Rien n’est moins assuré et tout est à la fois possible. C’est que le drame a touché le géant clown cet hiver ; sa Fabienne d’or luttant contre une maladie tueuse de vies.
À la triste nouvelle, c’est « sa » public qui s’est couvert d’empathie profonde. J’en ai été le premier ! Puis, les semaines filant et la douleur s’estompant, quelques légitimes questionnements firent leurs apparitions…
Je sais, le sujet est délicat. On me pointera à nouveau du doigt accusateur du pas-fin journaliste de bas-étage. N’en reste pas moins…

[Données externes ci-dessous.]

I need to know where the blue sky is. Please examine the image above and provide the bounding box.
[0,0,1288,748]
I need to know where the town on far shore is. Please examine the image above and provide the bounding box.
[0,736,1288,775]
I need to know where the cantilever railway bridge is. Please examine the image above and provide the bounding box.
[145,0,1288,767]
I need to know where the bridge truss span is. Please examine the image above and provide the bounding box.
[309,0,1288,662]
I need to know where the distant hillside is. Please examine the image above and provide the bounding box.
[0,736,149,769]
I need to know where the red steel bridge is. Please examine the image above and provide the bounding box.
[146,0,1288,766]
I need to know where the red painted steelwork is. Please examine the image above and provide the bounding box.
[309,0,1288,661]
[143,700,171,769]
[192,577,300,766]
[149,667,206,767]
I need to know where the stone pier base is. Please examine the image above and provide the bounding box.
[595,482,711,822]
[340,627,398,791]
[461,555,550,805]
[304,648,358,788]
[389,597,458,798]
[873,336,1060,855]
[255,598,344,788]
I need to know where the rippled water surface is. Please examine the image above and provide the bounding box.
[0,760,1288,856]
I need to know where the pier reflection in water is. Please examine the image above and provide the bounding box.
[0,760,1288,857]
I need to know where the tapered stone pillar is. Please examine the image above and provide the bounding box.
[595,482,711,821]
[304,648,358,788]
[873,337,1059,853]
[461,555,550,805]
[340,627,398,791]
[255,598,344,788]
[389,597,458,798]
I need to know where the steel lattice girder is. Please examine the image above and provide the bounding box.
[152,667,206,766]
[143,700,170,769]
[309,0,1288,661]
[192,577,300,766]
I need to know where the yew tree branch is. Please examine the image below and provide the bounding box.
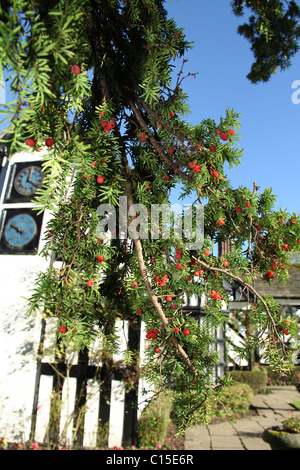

Marc Labrèche a toujours affirmé haut et fort que sa vie privée n’appartenait qu’à lui et à lui seul. Soit ! Son refus de participer au gala Métro-Star suffit pour en témoigner. Je ne reviendrai pas sur le flagrant paradoxe de la pute refusant de servir son client mais bon, passons…
L’homme de talent est complexe. Combien de fois a-t-il répété, ad nauseam, que tout cela n’était que de la télé. Je veux bien mais un contrat est un contrat et le sien en était tout un ! Je sympathise avec le fait qu’il veuille passer du temps rare et précieux avec sa douce mais quel employé (puisqu’il affirme que son métier est une job comme une autre) aurait pu se permettre autant de latitude ? D’autant plus que maintenant, c’est toute la province qui est au courant de son épreuve personnelle !
Je rêve à penser que tout cela n’était qu’une grossière manipulation médiatique. Que, prévoyant le déferlement monstrueux de STAR ACADÉMIE arriver, Labrèche a trouvé un grossier prétexte de disparition temporaire afin de ne pas être obligé de faire le singe devant des invités qu’on lui imposeraient de force…
À chaque chose, malheur est bon. Labrèche aurait été incapable de « dealer » avec l’incestueuse machine de Pierre-Karl Péladeau sur son show ! Valait mieux disparaître pour laisser place à de la flagornerie trébuchante et sonnante.
L’hypothèse est si utopique que, pour une fois, souhaitons qu’elle soit réalité. Allez, sur ce, bonsoir chéri!